Graham Hafey makes some adjustments to his outdoor patio at the V2V Black Hops Brewery in Langford, after the province made some regulation changes for outdoor dining spaces.
“We’re trying to do our best, we don’t want to see the spread of COVID,” said Hafey, the owner and CEO of the brewery.
On April 23, the province implemented some new guidelines for restaurant patios in an effort to increase airflow in these areas.
But those in the industry say the guidelines are convoluted and confusing.
“They wrote it in a way that needs an engineering degree, frankly, to understand it,” said Ian Tostenon, president of the British Columbia Restaurant and Foodservice Association (BCRFA).
Tostenson says the association found out on Friday, April 23 at around 5:30 p.m. about the new regulations, and that by the next morning, Liquor and Cannabis Regulation Branch (LCRB) inspectors were visiting B.C. restaurants, ensuring these were being followed.
One of those restaurants was V2V Black Hops Brewing.
“They kind of came in through the windows as it were, enforcing something that I didn’t know about,” said Hafey, who said he was completely blindsided by the new information.
“There were talks about shutting us down and giving us fines.”
The guidelines are written up in an online document, and the province says it’s up to the inspectors to use it to “guide their interpretation” for enforcing the rules.
The BCRFA says this extra pressure isn’t what these struggling businesses need right now.
“There’s confusion about how to interpret it, and there’s confusion from the inspectors about how they’re going to interpret it but more importantly, it’s just more pressure and anxiety for those just trying to get by,” said Tostenson.
Right now, Hafey is waiting for government funding. He applied weeks ago but still hasn’t seen any money.
“We have to pay rent on Monday. So it worries us that if we get anything in terms of a fine, we’re so close to the line right now that will effectively shut us down,” said the brewery’s owner.
Hafey says although he understands why airflow is needed, the lack of communication from the province and punitive measures are another slap in the face when B.C. restaurants are already stretched trying to follow the rules. He also says it’s ridiculous that the rules don’t seem to apply to everyone.

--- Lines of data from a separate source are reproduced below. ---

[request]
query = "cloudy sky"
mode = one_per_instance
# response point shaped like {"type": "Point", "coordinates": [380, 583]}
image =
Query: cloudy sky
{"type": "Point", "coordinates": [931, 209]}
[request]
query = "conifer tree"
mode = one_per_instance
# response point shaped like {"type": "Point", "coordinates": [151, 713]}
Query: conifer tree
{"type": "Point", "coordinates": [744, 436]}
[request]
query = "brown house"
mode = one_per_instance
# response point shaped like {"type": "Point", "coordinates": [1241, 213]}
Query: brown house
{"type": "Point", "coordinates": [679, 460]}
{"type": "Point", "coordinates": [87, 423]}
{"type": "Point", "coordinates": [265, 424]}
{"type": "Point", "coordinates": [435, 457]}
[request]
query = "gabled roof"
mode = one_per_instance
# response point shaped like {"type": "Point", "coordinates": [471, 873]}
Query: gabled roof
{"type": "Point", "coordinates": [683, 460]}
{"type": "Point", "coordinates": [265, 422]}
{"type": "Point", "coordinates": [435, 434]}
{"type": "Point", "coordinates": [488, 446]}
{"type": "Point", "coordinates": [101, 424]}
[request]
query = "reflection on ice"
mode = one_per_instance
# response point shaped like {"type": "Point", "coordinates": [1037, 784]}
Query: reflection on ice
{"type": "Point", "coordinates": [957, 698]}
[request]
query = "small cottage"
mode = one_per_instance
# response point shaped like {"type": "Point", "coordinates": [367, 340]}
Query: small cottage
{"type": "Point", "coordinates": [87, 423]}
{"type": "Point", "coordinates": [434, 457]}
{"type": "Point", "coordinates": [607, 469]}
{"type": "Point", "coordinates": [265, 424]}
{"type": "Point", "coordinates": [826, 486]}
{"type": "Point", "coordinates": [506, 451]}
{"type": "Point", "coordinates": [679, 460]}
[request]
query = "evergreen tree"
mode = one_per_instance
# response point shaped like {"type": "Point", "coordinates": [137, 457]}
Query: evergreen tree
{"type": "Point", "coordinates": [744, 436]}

“Somehow, you can dine in on the cafeteria on the [BC Ferries],” said Hafey. “It’s really frustrating and unfair, so here we are under the microscope. We’re being policed or enforced, having people breathing down our neck.”
In an emailed statement, the Ministry of Safety says, “LCRB Inspectors are always available to help licensees and work with them to help them understand.”
The BC Restaurant and Foodservice association says B.C. should clarify the patio requirements, and use carbon dioxide monitors to ensure these spaces are getting proper airflow.
But the BCRFA says the real solution, is more funding.
“We need the government to focus on getting money into the hands of small businesses as fast as they can, that’s what’s really going to help,” said Tostenson.
For now, these restaurants are working hard, hoping for a packed and safe summer.